When asked about Nakata who is a lovable victim of the school disaster who is unlike everyone around him, in Nakata's words - "not bright", Murakami said -
I'm always interested in people who've dropped out of society, those who've withdrawn from it. Most of the people in Kafka on the Shore are, in one sense or another, outside the mainstream. Nakata is most definitely one of them. Why did I create a character like him? It must be because I like him. It's a long novel, and the author has to have at least one character he loves unconditionally.
Something that made me realize how all the characters in the books that I like are based on the exact same thing and it was one of the first things that attracted me to this book.
“Things outside you are projections of what's inside you, and what's inside you is a projection of what's outside. So when you step into the labyrinth outside you, at the same time you're stepping into the labyrinth inside.” 

Kafka on the Shore showcases magical realism, people who can talk to cats, people who can cross the invisible barrier between life and death, which did not really encourage me to be so intent. And despite my reluctance to find anything grounded in reality, I thoroughly enjoyed this book. There were times, I emerged from the book as if in a trance. The writing is deceptively simple.

“But metaphors help eliminate what separates you and me.” 
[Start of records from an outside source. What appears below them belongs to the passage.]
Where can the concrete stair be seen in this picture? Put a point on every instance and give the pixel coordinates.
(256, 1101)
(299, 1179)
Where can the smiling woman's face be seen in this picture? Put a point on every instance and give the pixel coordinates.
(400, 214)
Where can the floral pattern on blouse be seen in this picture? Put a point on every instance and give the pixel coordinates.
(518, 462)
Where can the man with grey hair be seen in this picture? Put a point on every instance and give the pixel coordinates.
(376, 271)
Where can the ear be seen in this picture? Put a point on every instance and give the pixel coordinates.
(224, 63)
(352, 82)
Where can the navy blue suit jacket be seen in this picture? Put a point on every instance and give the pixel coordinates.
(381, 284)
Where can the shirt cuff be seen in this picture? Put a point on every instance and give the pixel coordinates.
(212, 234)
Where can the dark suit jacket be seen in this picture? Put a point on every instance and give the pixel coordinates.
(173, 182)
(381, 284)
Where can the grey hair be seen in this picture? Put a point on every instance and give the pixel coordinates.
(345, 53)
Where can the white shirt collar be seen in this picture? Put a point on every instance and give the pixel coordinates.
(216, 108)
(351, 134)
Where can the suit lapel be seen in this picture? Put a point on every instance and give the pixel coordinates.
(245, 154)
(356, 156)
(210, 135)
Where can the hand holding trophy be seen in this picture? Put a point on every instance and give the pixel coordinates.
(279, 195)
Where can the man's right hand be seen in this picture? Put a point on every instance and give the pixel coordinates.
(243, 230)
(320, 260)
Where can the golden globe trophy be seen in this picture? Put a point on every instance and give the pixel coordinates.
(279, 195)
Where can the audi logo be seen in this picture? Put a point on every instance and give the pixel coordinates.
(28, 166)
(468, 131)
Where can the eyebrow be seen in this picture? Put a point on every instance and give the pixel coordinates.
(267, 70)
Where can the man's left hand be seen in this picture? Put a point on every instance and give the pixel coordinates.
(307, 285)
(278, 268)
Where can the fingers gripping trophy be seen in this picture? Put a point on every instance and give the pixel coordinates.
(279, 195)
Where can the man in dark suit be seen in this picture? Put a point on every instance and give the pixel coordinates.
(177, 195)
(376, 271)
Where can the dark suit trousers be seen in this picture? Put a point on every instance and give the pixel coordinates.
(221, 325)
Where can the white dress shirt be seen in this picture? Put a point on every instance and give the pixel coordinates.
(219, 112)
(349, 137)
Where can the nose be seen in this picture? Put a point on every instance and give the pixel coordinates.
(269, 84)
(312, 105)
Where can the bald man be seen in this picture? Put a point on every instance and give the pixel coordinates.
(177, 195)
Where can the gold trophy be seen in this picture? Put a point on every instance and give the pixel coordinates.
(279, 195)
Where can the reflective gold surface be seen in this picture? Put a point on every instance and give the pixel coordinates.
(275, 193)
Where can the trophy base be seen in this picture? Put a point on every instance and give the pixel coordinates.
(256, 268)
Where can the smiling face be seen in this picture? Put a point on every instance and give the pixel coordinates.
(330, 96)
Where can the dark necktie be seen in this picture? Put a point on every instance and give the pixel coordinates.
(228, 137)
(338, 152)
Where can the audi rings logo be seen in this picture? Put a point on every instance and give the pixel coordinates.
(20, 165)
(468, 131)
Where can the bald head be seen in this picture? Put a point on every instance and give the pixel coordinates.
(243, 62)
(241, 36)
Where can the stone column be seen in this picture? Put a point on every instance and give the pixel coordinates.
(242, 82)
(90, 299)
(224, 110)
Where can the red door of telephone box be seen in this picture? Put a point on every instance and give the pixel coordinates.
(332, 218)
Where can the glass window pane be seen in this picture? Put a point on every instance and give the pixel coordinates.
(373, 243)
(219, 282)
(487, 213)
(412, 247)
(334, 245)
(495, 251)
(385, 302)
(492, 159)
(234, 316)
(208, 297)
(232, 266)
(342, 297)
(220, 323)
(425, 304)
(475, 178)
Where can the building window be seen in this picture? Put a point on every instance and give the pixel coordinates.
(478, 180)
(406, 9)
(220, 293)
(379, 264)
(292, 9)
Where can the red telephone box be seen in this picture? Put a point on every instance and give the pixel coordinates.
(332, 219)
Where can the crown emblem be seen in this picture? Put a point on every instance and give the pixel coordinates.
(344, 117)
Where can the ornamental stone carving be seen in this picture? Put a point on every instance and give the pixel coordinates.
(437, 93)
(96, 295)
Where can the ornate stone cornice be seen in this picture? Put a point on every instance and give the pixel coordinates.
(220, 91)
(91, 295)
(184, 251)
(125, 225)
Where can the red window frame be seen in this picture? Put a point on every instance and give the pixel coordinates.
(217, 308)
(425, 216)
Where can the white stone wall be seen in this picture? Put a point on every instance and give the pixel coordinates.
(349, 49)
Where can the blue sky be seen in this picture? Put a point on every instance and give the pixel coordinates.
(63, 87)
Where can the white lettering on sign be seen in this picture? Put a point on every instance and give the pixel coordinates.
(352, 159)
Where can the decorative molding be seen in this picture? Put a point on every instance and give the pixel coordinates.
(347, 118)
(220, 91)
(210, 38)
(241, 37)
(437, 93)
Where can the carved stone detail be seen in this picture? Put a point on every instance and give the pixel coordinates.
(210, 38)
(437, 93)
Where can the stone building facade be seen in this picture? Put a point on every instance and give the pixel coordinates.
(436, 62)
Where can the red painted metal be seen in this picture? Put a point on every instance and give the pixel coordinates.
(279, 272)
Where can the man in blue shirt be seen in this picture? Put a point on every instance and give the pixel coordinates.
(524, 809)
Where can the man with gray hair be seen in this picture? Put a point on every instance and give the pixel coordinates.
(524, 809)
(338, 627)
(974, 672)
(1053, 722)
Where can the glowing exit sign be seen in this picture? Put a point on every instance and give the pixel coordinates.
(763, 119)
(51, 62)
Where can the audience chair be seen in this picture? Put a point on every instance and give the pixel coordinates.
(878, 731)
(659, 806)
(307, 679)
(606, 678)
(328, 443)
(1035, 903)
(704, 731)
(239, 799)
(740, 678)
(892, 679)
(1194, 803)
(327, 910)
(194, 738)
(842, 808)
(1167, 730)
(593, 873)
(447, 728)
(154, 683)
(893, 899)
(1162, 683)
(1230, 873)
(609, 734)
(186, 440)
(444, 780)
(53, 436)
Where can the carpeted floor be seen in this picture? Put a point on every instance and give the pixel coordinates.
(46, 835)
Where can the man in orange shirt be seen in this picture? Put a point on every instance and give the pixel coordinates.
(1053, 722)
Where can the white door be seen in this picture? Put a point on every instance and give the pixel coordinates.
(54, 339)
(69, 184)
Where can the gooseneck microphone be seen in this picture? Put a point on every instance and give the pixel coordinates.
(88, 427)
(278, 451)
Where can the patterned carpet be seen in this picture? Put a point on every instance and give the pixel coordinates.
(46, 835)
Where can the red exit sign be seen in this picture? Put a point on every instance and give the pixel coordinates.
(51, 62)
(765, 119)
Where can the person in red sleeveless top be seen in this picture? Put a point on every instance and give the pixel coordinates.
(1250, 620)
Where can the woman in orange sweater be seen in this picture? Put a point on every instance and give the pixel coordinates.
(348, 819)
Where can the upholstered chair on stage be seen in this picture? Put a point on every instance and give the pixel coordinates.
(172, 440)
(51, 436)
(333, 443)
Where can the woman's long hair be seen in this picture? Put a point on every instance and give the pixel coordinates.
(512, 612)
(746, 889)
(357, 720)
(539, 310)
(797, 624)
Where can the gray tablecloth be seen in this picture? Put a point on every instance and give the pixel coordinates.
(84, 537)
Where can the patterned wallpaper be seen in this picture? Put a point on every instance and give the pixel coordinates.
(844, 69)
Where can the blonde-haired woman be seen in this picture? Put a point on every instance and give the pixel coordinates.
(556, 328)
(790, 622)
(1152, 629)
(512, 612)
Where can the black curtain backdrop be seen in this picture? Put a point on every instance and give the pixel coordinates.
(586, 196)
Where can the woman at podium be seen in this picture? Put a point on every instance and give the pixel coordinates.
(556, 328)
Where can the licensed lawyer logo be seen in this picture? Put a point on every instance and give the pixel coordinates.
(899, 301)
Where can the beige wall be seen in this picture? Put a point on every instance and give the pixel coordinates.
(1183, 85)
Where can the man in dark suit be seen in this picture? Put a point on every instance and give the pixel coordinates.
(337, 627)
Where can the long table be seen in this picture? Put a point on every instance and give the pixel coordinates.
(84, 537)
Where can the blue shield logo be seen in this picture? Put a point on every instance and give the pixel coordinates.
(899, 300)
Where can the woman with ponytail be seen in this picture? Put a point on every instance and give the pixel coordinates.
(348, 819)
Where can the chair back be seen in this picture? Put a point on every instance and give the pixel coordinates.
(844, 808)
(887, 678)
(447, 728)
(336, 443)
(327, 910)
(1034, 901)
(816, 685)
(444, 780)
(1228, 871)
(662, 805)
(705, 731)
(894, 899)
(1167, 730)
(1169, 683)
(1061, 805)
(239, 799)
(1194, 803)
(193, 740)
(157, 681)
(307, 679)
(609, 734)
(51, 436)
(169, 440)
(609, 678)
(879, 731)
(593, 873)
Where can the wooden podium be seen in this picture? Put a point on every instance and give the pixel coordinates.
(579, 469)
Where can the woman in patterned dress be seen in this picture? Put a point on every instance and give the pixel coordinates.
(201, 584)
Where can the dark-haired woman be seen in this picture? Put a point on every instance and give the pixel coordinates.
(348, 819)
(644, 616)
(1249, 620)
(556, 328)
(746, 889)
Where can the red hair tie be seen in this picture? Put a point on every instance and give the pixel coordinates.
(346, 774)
Unbelievable stuff happens on the outside, but underneath those, there are meanings. The book is written at such a metaphysical level that it's easier to grasp the threads once you understand that the world in this book runs on a different dimension. For that reason, this is a book that has to be reread - it's almost impossible to get all the threads at one go. I'm pretty much astounded at Murakami's ingenuity at writing this book. How he managed to hold this story together with all that happens is pretty much incredible. There is strange stuff happening in this book, and not even in the paranormal realm, but in a very metaphysical sense. It challenged me to accept the idea of a world where you can meet dead people to get answers to your most pressing questions. Like they say, once you accepted the impossible, the possibilities are endless. Mostly, Kafka on the Shore challenged me to construct my own barriers between reality and otherworld, and keep moving the barrier further as he put forth an idea.

“Having an object that symbolizes freedom might make a person happier than actually getting the freedom it represents.” 
“Every one of us is losing something precious to us. Lost opportunities, lost possibilities, feelings we can never get back again. That’s part of what it means to be alive.”